Çok az kalmış idi ki Resulün vefatına,
Bir ara melek-ül mevt geldi Resul katına.
Rabbimiz, Azrail’e buyurdu ki o vakit:
(En güzel bir suretle, bu gün Habibime git.
Eğer izin verirse, ruhunu yumuşak al.
Ama izin vermezse, geri dön yine derhal.)
O da girip çok güzel bir insan suretine,
Geldi Resulullahın hanesinin önüne.
Dışardan seslenerek içeri girmek için,
Ehl-i beyt-i Resulden istedi şöyle izin:
(Esselamü aleyküm ey hane sakinleri!
İzin verir misiniz, ben gireyim içeri?)
Fatıma, bu ses ile çıkıp baktı bu sefer.
Gördü ki biri gelmiş, içeri girmek ister.
Dedi ki: (Resulullah, hali ile meşguldür.

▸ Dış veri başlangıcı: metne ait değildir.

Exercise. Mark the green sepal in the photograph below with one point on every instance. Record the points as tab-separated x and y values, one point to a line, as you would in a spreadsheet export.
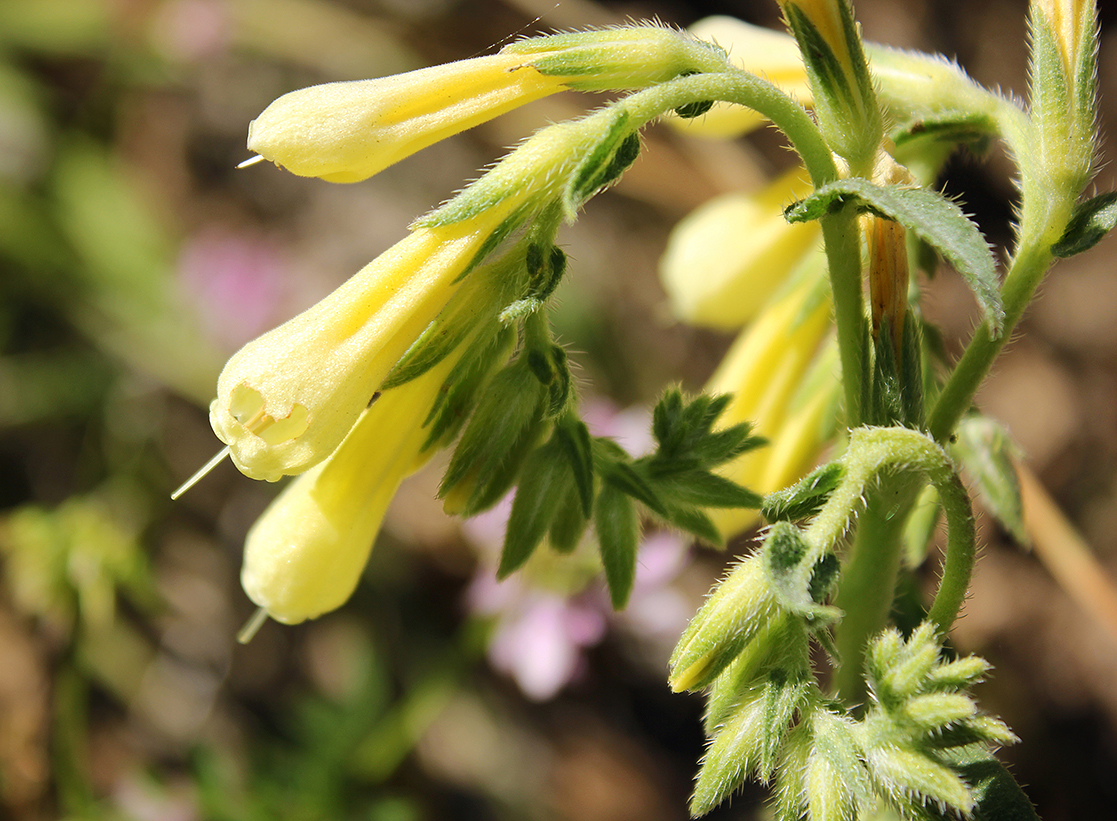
805	497
738	610
505	426
609	158
454	402
782	643
618	528
468	316
790	776
986	454
1091	221
695	522
544	481
751	740
621	475
836	784
931	217
847	106
791	567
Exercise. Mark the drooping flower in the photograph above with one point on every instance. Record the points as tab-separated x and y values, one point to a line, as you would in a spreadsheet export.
304	555
287	399
784	381
728	256
346	132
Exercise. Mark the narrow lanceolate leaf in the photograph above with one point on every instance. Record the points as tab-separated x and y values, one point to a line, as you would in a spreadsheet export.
996	794
1092	220
574	438
986	454
803	498
618	535
931	217
543	485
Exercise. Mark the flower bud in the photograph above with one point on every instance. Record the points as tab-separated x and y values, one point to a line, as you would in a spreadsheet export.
737	611
767	54
1063	73
304	555
286	400
727	257
346	132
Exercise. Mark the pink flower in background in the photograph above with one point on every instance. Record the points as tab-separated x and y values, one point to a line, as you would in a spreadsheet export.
237	283
540	637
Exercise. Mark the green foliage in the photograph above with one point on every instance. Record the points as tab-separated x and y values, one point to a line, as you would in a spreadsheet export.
805	497
931	217
987	455
1091	220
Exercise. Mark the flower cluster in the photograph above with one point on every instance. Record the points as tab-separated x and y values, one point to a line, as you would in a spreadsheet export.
445	340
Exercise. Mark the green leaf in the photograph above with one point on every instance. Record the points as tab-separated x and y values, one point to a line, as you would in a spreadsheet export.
1091	221
931	217
996	794
805	497
791	565
574	437
952	126
695	522
751	740
569	524
543	483
608	160
618	536
986	451
624	476
704	489
505	427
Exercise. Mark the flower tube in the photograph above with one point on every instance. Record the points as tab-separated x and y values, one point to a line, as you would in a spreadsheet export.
718	275
304	555
346	132
287	399
764	371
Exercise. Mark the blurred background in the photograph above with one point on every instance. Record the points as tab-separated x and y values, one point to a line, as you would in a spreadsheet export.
134	258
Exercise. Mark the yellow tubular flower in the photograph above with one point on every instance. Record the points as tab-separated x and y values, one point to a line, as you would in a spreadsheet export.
287	399
767	54
727	257
763	371
346	132
305	554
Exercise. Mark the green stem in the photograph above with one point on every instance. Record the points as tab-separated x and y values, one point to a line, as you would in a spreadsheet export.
1024	276
905	457
842	240
961	551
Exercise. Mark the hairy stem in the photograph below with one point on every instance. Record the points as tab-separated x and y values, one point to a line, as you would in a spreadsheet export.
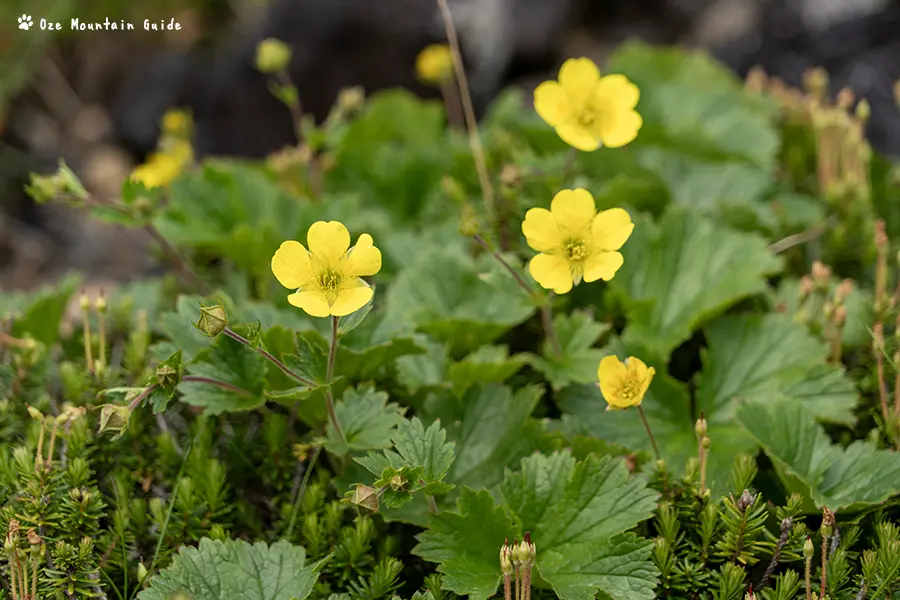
283	367
649	432
329	373
487	191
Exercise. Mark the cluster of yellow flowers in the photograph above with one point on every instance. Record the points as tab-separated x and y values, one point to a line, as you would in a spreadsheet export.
573	240
174	152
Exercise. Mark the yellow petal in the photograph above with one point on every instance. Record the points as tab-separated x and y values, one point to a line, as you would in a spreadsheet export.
328	241
364	258
578	76
541	231
602	266
578	136
552	103
291	266
617	90
610	374
610	229
551	272
620	128
573	211
350	300
313	302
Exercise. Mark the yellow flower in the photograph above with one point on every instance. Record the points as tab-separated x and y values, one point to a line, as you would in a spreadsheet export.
575	241
588	110
176	122
624	384
327	276
160	170
434	64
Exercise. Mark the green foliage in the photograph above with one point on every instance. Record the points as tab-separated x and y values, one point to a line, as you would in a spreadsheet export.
200	435
233	568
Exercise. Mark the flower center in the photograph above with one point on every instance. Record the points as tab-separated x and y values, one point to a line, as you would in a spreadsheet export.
576	250
329	281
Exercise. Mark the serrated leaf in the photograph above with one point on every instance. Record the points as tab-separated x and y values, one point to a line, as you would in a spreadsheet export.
41	313
466	544
233	569
681	273
829	475
764	356
416	447
242	370
490	425
455	299
367	419
488	364
576	512
577	333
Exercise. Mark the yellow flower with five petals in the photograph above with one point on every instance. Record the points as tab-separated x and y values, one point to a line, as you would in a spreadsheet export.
327	277
575	241
588	110
623	384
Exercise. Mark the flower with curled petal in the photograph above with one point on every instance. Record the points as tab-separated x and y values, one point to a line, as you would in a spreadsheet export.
575	241
588	110
328	275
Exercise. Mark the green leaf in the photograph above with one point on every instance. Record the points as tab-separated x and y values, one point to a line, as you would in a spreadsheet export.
455	299
683	272
466	544
760	357
367	420
241	374
232	569
488	364
715	118
41	313
491	427
576	513
416	447
577	333
829	475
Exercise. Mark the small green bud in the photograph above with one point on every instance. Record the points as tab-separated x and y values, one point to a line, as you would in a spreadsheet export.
365	497
213	320
114	417
35	414
272	56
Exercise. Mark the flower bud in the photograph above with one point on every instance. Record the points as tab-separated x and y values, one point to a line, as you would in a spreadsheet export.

İçeri girmenize maalesef izin yoktur.)
İzin istediyse de melek-ül mevt tekrardan,
Aldı aynı cevabı hazret-i Fatıma’dan.
Bu sefer yüksek sesle ve heybetli olarak,
Dedi: (Müsaadenizle girmem lazım muhakkak.)
Allah’ın Sevgilisi uyandı bu seslerden.
Sordu ki: (Ya Fatıma, kimdir öyle seslenen?)
Arz etti ki: (Bir kimse, gelmiş sizi görmeye.
Bizden izin istiyor içeriye girmeye.
Özür beyan eyledim, gitmiyor lakin geri.
Ve diyor ki, mutlaka girmem lazım içeri.)
Buyurdu: (Ya Fatıma, kimdir o bilir misin?
O, lezzetleri yıkan melektir, söyle girsin.
O, çocukları yetim, kadınları dul eder.
Onunla evler harab, mamur olur kabirler.)
Fatıma hazretleri, bunları babasından,
Duyunca, fevkalade kederlendi o zaman.
Bu büyük ızdırapla başladı ağlamaya.
Eğildi babasının mübarek kulağına.
Ve sual eyledi ki: (Ey canım babacığım!
Seni, mahşer yerinde, nerede bulacağım?)
Buyurdu ki: (Kevser’in başında beni ara.
Orada su veririm gelen Müslümanlara.)
Fatıma hazretleri, sordu yine: (Ey babam!
Nerede arıyayım orada bulamazsam?)
Buyurdu ki: (Mizan’ın yanına gideceğim.
Orada, ümmetime şefaat edeceğim.)
Sordu ki: (Orada da bulamazsam eğer ki,
Seni, hangi mahalde bulurum o gün peki?)
Buyurdu ki: (Sırat’ın kenarında olurum.
Ümmetim geçtiğinde, yardımda bulunurum.)
Sordu yine: (Ey babam, olmazsan orada da,
Nerede arıyayım hazretini orada?)
Buyurdu: (Cehennemin yanında ara beni.